Oct 2, 2013, 2:52pm HST Updated: Oct 2, 2013, 4:22pm HST
Duane Shimogawa | Reporter- Pacific Business News
The head of The Howard Hughes Corp., one of the bigger private developers of Honolulu’s Kakaako neighborhood, said Wednesday that the company is determining what the best and right mix is for its second phase of its $7.5 billion Ward Village master plan.
“Some will be dependent on retail tenants,” said David Weinreb, CEO of the Dallas-based developer. “There will be a feeling of a community and of a village.”

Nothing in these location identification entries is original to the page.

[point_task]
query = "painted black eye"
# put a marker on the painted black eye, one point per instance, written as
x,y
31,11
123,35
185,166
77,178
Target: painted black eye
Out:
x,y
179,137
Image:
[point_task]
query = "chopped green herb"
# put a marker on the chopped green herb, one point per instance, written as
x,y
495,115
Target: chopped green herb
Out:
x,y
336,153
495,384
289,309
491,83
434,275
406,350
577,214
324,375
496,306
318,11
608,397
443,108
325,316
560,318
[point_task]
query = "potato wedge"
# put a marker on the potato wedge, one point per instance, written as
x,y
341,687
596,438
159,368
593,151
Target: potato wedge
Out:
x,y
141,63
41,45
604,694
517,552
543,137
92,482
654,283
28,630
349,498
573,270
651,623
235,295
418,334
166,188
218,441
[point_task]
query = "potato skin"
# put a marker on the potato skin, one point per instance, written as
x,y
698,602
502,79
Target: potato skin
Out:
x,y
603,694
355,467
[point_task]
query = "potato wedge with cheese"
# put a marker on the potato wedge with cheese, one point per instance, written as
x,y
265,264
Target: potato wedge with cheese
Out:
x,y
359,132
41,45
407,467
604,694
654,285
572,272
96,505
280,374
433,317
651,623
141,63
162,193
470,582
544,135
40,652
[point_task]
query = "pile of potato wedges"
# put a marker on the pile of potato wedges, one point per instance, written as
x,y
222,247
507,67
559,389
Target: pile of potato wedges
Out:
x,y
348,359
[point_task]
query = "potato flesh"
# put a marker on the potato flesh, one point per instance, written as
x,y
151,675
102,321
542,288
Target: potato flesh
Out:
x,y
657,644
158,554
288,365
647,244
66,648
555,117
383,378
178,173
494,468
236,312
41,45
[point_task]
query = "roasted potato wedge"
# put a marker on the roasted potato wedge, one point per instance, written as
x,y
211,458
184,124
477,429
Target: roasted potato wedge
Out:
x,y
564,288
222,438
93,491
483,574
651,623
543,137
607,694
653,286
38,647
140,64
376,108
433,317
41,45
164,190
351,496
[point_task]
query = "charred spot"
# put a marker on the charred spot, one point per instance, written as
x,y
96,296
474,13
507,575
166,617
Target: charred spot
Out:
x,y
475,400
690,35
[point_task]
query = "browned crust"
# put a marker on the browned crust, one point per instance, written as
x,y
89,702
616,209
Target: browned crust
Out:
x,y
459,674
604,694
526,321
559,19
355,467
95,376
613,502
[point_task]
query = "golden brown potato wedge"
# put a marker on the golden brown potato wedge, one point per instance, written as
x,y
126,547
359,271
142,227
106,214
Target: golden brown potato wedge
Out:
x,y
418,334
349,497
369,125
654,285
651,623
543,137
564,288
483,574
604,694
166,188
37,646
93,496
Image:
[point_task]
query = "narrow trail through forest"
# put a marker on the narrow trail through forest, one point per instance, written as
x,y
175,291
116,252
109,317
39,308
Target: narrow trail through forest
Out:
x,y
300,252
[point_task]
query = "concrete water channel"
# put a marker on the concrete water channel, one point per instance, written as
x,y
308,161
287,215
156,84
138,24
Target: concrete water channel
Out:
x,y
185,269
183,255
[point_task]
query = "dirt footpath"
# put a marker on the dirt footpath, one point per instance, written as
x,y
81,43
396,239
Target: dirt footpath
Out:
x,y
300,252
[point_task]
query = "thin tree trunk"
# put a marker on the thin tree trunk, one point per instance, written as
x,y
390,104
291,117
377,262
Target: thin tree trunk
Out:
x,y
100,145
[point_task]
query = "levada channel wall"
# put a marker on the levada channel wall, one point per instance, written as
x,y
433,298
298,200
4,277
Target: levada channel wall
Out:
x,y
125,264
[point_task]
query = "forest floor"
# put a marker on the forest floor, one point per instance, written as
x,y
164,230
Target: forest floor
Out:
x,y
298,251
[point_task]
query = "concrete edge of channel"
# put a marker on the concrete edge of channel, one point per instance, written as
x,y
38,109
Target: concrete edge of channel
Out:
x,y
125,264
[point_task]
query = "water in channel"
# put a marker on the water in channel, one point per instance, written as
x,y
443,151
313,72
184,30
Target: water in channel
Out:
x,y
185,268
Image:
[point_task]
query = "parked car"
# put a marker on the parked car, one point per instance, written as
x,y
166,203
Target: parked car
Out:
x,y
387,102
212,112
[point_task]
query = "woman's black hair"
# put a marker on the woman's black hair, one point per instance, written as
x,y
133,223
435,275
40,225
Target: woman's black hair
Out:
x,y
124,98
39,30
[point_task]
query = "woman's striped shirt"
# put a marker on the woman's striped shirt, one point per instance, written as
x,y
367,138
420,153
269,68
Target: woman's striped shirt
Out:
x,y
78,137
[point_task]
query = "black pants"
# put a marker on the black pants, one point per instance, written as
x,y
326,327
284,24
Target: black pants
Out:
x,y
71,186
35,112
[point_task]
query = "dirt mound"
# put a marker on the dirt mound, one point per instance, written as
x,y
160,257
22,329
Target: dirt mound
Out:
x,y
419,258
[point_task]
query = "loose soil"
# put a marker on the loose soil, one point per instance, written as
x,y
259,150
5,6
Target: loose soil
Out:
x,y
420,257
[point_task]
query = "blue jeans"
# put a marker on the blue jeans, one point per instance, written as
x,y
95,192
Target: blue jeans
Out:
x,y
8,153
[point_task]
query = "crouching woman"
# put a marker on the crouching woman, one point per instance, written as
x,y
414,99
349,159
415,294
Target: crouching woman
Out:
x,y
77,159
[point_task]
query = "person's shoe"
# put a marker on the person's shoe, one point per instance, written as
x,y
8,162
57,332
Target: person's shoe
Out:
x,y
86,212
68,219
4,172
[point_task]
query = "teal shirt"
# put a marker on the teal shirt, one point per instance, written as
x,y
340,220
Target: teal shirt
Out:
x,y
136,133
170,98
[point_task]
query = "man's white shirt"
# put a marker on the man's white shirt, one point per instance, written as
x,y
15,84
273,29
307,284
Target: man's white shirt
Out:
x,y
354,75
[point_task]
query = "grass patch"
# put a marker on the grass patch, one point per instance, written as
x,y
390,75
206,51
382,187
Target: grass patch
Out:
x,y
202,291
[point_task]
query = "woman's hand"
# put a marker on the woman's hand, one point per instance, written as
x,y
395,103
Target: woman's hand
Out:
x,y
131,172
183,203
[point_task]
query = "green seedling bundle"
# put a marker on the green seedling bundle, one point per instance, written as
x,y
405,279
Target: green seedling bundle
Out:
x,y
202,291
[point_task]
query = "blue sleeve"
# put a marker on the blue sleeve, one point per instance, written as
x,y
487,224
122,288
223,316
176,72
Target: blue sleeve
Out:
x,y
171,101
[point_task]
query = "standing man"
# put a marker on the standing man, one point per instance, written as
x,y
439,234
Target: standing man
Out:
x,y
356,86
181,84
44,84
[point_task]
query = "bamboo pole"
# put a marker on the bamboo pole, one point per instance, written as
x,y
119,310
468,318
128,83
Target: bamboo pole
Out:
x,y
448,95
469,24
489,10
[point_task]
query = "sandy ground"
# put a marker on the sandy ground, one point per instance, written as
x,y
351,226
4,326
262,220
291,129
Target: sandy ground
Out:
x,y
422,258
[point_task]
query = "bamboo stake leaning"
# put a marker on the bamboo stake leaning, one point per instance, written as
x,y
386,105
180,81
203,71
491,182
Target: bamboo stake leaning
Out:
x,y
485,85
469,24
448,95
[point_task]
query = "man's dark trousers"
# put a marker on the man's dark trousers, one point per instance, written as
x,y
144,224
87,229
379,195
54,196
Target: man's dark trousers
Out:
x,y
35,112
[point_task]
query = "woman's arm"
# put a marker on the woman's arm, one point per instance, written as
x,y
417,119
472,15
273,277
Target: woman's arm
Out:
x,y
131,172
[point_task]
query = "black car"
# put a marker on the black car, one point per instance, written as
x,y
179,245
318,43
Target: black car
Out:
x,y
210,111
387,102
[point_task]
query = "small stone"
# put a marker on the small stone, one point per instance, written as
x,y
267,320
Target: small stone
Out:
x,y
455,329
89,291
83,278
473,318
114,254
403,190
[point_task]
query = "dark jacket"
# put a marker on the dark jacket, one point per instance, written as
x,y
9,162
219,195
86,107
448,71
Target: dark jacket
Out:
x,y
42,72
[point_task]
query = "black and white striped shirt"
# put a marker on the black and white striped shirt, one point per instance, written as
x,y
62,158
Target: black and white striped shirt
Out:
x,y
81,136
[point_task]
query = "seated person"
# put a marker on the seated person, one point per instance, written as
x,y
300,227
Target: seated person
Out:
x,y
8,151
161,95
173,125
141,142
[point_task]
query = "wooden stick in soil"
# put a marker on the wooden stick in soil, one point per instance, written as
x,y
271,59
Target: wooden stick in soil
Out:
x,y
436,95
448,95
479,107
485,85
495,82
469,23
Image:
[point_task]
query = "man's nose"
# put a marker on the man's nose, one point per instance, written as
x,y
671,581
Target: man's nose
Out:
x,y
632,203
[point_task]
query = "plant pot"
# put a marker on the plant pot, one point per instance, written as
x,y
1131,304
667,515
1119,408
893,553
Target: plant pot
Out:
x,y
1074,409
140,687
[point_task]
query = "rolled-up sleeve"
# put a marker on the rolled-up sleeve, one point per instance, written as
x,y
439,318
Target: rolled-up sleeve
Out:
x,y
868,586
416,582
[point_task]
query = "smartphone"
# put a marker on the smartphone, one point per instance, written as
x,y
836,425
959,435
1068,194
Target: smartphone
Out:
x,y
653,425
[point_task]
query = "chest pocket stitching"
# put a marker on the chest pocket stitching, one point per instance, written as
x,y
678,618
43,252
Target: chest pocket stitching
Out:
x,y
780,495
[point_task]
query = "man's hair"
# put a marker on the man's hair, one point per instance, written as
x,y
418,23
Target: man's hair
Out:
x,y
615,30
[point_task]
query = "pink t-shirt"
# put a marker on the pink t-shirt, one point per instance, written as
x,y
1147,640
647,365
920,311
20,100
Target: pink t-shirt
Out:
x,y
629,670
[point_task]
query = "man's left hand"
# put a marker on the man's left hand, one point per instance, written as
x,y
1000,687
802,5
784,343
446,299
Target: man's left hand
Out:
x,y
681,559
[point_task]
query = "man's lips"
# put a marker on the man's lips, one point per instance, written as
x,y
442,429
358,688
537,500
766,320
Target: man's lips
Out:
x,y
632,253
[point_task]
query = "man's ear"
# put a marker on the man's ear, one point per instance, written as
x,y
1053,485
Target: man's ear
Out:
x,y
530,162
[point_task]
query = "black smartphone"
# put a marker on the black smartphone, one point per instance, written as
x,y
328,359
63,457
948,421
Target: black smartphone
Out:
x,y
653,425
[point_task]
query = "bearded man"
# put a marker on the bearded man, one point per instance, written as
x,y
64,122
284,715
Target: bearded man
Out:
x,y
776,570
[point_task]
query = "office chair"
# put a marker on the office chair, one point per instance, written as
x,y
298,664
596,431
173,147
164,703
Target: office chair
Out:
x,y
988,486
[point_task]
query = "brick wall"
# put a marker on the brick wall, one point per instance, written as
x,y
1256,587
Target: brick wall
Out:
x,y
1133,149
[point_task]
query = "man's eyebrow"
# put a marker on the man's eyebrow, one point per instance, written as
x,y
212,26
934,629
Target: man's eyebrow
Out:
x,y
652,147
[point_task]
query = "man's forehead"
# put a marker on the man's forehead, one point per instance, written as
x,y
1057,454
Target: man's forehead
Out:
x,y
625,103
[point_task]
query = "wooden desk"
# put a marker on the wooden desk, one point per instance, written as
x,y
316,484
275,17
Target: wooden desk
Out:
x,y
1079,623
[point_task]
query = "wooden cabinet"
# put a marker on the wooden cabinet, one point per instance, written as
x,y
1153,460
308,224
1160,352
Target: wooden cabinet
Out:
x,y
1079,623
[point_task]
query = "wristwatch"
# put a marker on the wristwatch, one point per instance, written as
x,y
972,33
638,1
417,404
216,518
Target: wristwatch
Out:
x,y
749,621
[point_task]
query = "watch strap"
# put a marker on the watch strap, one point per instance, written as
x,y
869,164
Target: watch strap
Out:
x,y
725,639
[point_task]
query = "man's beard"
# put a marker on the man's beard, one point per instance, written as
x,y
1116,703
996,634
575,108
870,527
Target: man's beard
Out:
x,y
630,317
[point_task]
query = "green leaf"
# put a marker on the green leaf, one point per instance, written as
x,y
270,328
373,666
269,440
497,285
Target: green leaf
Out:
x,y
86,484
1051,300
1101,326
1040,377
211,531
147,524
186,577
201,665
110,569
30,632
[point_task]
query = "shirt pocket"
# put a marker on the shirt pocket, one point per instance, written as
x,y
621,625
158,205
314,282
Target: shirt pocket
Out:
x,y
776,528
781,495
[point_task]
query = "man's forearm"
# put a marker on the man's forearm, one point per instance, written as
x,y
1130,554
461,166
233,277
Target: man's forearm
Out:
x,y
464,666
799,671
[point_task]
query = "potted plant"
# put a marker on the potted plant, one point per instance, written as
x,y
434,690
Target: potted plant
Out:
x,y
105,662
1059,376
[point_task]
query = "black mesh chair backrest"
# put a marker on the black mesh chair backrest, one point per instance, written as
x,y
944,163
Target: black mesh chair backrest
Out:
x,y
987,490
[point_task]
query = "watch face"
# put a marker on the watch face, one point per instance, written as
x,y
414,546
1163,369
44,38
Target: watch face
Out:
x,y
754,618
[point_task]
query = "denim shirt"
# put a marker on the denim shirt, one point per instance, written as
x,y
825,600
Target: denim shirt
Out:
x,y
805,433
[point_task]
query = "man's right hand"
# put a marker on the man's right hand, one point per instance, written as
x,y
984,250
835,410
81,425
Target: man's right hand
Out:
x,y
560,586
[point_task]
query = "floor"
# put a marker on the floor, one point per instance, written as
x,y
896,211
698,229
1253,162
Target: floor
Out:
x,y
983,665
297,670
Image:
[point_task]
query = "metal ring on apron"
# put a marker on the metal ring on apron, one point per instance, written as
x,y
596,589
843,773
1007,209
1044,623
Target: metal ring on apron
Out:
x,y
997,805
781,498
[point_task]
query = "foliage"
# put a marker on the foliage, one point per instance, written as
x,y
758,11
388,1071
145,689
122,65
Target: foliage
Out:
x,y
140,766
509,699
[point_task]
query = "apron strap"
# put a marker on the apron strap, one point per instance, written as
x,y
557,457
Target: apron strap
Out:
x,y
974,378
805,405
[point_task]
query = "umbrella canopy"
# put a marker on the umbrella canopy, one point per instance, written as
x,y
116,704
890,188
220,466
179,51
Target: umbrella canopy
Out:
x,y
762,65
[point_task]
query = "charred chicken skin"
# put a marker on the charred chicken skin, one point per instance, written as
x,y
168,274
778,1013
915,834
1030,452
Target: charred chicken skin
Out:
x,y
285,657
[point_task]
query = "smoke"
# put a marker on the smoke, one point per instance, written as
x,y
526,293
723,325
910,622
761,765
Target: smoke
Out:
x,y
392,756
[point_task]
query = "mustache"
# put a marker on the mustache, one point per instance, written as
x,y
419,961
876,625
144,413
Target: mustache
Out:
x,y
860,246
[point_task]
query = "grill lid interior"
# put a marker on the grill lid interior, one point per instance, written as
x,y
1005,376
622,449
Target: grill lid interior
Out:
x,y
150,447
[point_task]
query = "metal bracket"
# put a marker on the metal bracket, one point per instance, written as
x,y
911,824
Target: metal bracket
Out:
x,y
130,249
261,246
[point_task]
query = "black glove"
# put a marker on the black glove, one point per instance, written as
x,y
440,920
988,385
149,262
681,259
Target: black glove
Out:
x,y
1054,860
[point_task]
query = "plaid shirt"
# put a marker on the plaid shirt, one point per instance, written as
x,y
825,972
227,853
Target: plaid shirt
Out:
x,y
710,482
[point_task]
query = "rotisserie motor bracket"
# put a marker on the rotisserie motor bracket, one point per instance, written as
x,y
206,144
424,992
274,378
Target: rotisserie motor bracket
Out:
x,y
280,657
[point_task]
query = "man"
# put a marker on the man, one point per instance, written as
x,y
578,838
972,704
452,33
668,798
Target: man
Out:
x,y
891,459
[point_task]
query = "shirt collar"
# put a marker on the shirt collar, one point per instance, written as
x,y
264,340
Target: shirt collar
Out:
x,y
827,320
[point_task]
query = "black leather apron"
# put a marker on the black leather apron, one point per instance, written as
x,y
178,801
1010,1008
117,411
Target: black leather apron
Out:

Weinreb, who was in Waikiki for Hawaii Business Magazine’s event honoring the top 250 businesses in Hawaii. presented by First Hawaiian Bank, spoke to a small group of Honolulu media members after the event and made it known that although there are a number of areas to develop in Hawaii, his firm is solely focused on Kakaako and committed to Honolulu.
“[We plan on] building a base here to go beyond us,” he said.
Weinreb, who comes to Hawaii every three to four weeks, even intends on purchasing one of the more than 4,000 units planned in its Ward Village master plan.
In August, the Howard Hughes Corp. (NYSE: HHC) got the green light from the Hawaii Community Development Authority, the state agency charged with overseeing the redevelopment of Kakaako, for two of its mixed-use condominium towers at Ward Village, the first phase of its master plan for the area.
This first phase includes 900 residential units as well as a mostly affordable residential tower at 404 Ward Ave., which also received HCDA approval.
Sales for the first phase of the Ward Village residential projects will be starting soon.